- Lula abriu conversas para indicar o advogado-geral da União, Jorge Messias, como substituto de Luís Roberto Barroso no STF; oposição liderada pelo PL já se mobiliza para dificultar a aprovação no Senado.
- Na noite de terça-feira, quatorze, Lula reuniu-se com ministros do STF no Palácio da Alvorada, incluindo Gilmar Mendes e Alexandre de Moraes, seguindo estratégia utilizada em nomeações anteriores de Cristiano Zanin e Flávio Dino.
- A oposição planeja campanhas para questionar o perfil de Messias, conhecido como “Bessias” após o episódio de dois mil e dezesseis envolvendo Dilma Rousseff; membros do PL pretendem pressionar centrão e evangélicos, além de requerimentos na Comissão de Constituição e Justiça para atrasar a tramitação.
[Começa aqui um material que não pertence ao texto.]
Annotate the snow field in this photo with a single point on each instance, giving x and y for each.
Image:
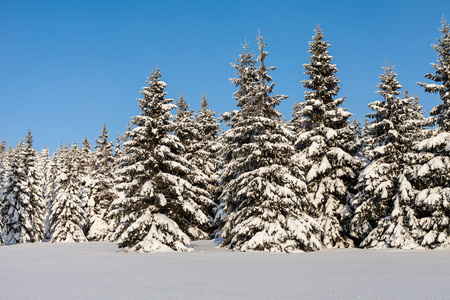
(99, 270)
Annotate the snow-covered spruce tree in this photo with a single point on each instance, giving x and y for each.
(43, 169)
(327, 145)
(67, 216)
(207, 147)
(433, 173)
(185, 129)
(190, 134)
(246, 78)
(102, 188)
(161, 208)
(20, 224)
(264, 194)
(51, 192)
(33, 182)
(385, 212)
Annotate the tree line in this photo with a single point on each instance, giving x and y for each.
(319, 180)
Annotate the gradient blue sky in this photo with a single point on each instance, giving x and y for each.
(68, 66)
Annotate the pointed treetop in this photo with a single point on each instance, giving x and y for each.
(204, 102)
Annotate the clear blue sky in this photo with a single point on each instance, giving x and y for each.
(68, 66)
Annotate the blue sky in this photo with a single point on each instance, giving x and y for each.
(68, 66)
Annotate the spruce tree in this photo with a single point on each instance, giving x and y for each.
(68, 217)
(102, 186)
(20, 211)
(207, 146)
(327, 145)
(33, 182)
(265, 207)
(433, 172)
(160, 207)
(385, 213)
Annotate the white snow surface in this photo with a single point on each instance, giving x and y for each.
(100, 270)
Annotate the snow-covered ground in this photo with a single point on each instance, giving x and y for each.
(99, 270)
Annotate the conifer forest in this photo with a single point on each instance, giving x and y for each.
(261, 181)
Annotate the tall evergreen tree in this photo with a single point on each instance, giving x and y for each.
(102, 186)
(160, 206)
(20, 211)
(433, 173)
(33, 182)
(262, 191)
(67, 216)
(327, 143)
(207, 146)
(385, 214)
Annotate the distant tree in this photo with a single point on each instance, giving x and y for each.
(432, 176)
(385, 213)
(160, 208)
(265, 207)
(328, 146)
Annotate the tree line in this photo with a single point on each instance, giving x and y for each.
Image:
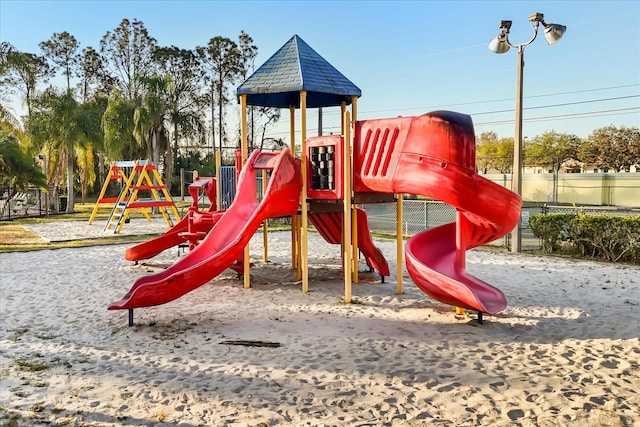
(129, 98)
(609, 149)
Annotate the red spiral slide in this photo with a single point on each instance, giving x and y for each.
(226, 241)
(434, 155)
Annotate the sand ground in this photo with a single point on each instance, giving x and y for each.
(566, 352)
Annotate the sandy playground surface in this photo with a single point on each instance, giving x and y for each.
(566, 352)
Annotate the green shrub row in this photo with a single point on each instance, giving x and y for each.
(611, 238)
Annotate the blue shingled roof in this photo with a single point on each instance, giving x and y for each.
(295, 67)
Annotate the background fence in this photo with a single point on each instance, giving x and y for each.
(421, 215)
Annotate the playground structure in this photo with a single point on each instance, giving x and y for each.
(431, 155)
(138, 178)
(191, 228)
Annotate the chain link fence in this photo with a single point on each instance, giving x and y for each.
(421, 215)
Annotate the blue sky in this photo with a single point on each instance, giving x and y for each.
(407, 57)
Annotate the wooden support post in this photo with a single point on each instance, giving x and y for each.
(399, 245)
(346, 214)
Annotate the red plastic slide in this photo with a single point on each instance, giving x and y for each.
(226, 241)
(195, 222)
(434, 155)
(329, 225)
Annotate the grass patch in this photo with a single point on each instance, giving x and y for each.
(27, 365)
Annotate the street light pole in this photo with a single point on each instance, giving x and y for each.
(501, 44)
(516, 233)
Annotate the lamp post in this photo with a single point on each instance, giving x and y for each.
(501, 44)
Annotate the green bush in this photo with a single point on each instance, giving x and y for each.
(611, 238)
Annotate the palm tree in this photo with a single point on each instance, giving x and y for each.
(54, 126)
(17, 166)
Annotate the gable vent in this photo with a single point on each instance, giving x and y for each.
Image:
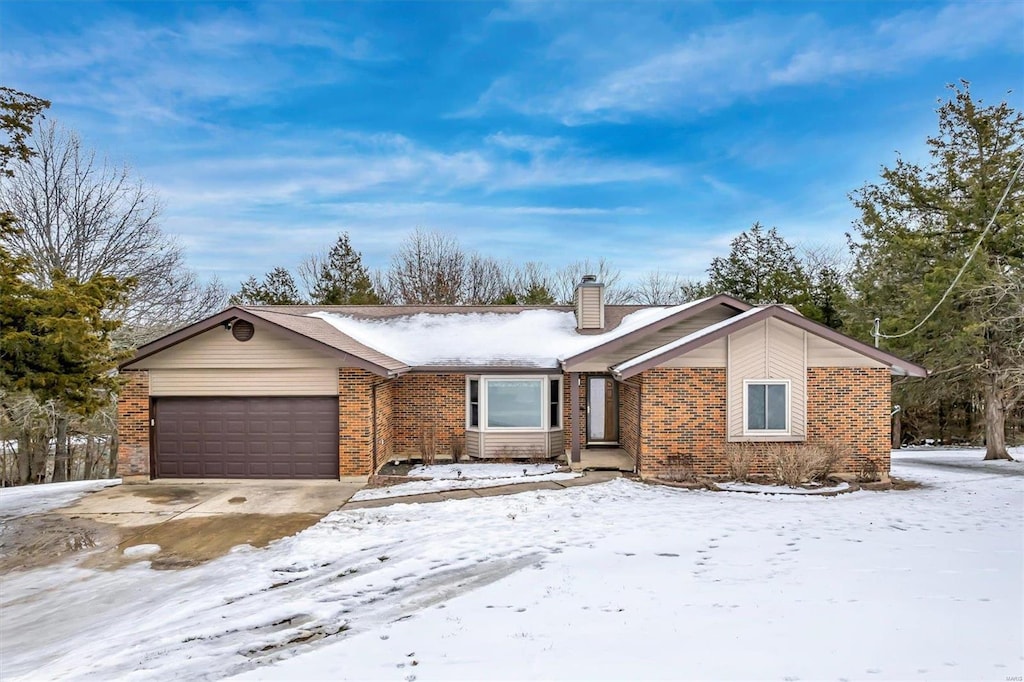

- O senador Davi Alcolumbre articula para que Rodrigo Pacheco seja indicado por Lula; Pacheco é visto como capaz de angariar apoio até mesmo de setores da oposição, e alguns ministros do STF consideram que ele poderia obter votos no Senado.
- Desafios para o governo incluem questões fiscais e maior dificuldade no Congresso; a decisão sobre o nome depende do presidente, e, embora o Senado não rejeite ministro do STF desde mil oitocentossessenta e quatro (1894), pressões políticas podem influenciar o desfecho.
Com a saída confirmada de Luís Roberto Barroso do Supremo Tribunal Federal (STF), o presidente Luiz Inácio Lula da Silva (PT) iniciou conversas para avaliar o apoio à indicação do advogado-geral da União, Jorge Messias, como seu sucessor. A oposição, liderada pelo PL e apoiada por partidos como o Novo e os Republicanos, já se mobiliza para dificultar a aprovação no Senado.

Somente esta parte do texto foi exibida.